#!/usr/bin/env bash
# CLPO V3 Training Script - Parameters aligned with CLPO AIME2024
set -euo pipefail

# ========================
# Environment and system
# ========================
export HYDRA_FULL_ERROR=1
export CUDA_VISIBLE_DEVICES=${CUDA_VISIBLE_DEVICES:-"0,1,2,3,4,5,6,7"}
      # 启用IB网络



# Project and experiment configuration
project_name='CLPO-Qwen3-8B-EVAL'
timestamp=$(date +%Y%m%d_%H%M%S)
experiment_name="GRPO_MATH500_64_${timestamp}"

# Data paths
train_file="/primus_datasets/primus_data/Math500_UAiHyJ/math500.parquet"
val_file="/primus_datasets/primus_data/Math500_2data_source_wP5k7k/math_500_original.parquet"

# Model path
model_path="/primus_datasets/primus_data/Qwen3-8B-GRPO_sxk8dH"

# Output directory
output_dir="/primus_oss/_checkpoint/"
validation_data_dir="/primus_datasets/primus_data/Math500_2data_source_wP5k7k/math_500_original.parquet"

# Data configuration
max_prompt_length=2048
max_response_length=12048
train_batch_size=64
val_batch_size=32
truncation="error"
filter_overlong_prompts=true
dataloader_num_workers=4

# Algorithm configuration
adv_estimator=grpo
use_kl_in_reward=true
kl_in_reward_coef_hard=0.5
kl_in_reward_coef_nonhard=1.0
# Model configuration
enable_gradient_checkpointing=true
use_remove_padding=true

# Actor configuration
actor_lr=1e-6
actor_lr_warmup_steps=10
warmup_style=constant
ppo_mini_batch_size=8
ppo_micro_batch_size_per_gpu=1
use_kl_loss=false
kl_loss_coef_hard_scale=0.5
kl_loss_coef_nonhard_scale=1.0
kl_loss_coef=0.001
entropy_coeff=0
param_offload=true
optimizer_offload=true

# Rollout configuration
rollout_name=vllm
n_resp_per_prompt=4
tensor_model_parallel_size=4
gpu_memory_utilization=0.8
log_prob_micro_batch_size_per_gpu=1
max_model_len=$((max_prompt_length + max_response_length))
max_num_batched_tokens=$((max_prompt_length + max_response_length))

# Trainer configuration
total_epochs=1
critic_warmup=0
test_freq=10
save_freq=10
val_before_train=true
ngpus_per_node=${NGPUS_PER_NODE:-8}
nnodes=${NNODES:-1}

# CLPO specific configuration
clpo_hard_acc_upper=0.3
clpo_med_acc_lower=0.3
clpo_med_acc_upper=0.7

# CLPO rewrite data saving configuration
clpo_save_rewrite_data=true
clpo_rewrite_save_path="/primus_oss/_checkpoint/0910-Qwen3-8B-AIME2024/rewrite_data.json"
clpo_hard_rewrite_save_path="/primus_oss/_checkpoint/0910-Qwen3-8B-AIME2024/hard_rewrite_data.json"
clpo_medium_rewrite_save_path="/primus_oss/_checkpoint/0910-Qwen3-8B-AIME2024/medium_rewrite_data.json"
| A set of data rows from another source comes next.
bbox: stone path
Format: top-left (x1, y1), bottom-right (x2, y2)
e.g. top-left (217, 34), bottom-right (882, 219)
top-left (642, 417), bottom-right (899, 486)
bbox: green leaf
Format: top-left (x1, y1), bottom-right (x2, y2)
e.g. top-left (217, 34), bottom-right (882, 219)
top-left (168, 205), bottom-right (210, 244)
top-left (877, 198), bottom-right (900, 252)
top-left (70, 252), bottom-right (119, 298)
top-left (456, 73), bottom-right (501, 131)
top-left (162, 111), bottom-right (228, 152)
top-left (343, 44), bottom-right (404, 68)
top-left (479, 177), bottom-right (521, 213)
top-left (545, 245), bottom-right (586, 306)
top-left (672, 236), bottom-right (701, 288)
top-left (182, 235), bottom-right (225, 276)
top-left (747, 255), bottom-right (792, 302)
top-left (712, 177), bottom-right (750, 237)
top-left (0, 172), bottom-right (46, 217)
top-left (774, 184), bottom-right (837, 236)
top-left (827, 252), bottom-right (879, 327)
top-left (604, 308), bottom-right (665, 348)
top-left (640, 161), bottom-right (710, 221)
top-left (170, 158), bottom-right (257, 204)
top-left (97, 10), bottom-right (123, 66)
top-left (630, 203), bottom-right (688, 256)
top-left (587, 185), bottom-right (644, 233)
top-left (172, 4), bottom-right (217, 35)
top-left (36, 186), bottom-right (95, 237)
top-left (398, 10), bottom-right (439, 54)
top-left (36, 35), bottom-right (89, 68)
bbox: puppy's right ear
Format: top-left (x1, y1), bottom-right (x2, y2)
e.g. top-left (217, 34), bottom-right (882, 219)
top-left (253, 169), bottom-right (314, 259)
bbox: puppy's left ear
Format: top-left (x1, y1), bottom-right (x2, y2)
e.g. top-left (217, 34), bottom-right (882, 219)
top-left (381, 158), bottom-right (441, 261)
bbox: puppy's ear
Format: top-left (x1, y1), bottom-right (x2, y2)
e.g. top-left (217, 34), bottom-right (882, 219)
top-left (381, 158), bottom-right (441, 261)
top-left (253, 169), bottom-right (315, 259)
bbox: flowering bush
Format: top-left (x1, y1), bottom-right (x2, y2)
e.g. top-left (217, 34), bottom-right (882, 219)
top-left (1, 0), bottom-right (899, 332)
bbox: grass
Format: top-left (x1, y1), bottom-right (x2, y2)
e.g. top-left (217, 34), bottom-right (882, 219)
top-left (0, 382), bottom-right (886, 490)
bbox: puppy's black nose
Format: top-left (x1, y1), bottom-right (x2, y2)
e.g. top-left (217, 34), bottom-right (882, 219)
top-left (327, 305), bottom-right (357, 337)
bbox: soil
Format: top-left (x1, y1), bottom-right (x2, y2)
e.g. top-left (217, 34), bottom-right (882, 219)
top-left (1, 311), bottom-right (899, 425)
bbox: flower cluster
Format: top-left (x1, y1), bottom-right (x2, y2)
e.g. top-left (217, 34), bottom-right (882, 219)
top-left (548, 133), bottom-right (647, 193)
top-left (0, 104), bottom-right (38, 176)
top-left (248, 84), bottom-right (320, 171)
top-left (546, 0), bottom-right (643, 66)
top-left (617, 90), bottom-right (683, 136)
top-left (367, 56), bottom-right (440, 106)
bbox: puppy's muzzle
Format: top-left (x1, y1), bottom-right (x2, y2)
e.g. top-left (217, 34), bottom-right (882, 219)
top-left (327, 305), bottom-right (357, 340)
# Validation configuration
val_rollout_n=64
val_do_sample=true
val_temperature=1.0
val_top_k=-1
val_top_p=0.7
validation_data_dir="/primus_oss/_checkpoint/"

echo "==== GRPO MATH500 TRAINING CONFIGURATION ===="
echo "Project: $project_name"
echo "Experiment: $experiment_name"
echo "Train Data: $train_file"
echo "Val Data: $val_file"
echo "Model Path: $model_path"
echo "Output Dir: $output_dir"
echo "CLPO Hard Acc Upper: $clpo_hard_acc_upper"
echo "CLPO Med Acc Lower:  $clpo_med_acc_lower"
echo "CLPO Med Acc Upper: $clpo_med_acc_upper"
echo "CLPO Save Rewrite Data: $clpo_save_rewrite_data"
echo "CLPO Rewrite Save Path: $clpo_rewrite_save_path"
echo "CLPO Hard Rewrite Save Path: $clpo_hard_rewrite_save_path"
echo "CLPO Medium Rewrite Save Path: $clpo_medium_rewrite_save_path"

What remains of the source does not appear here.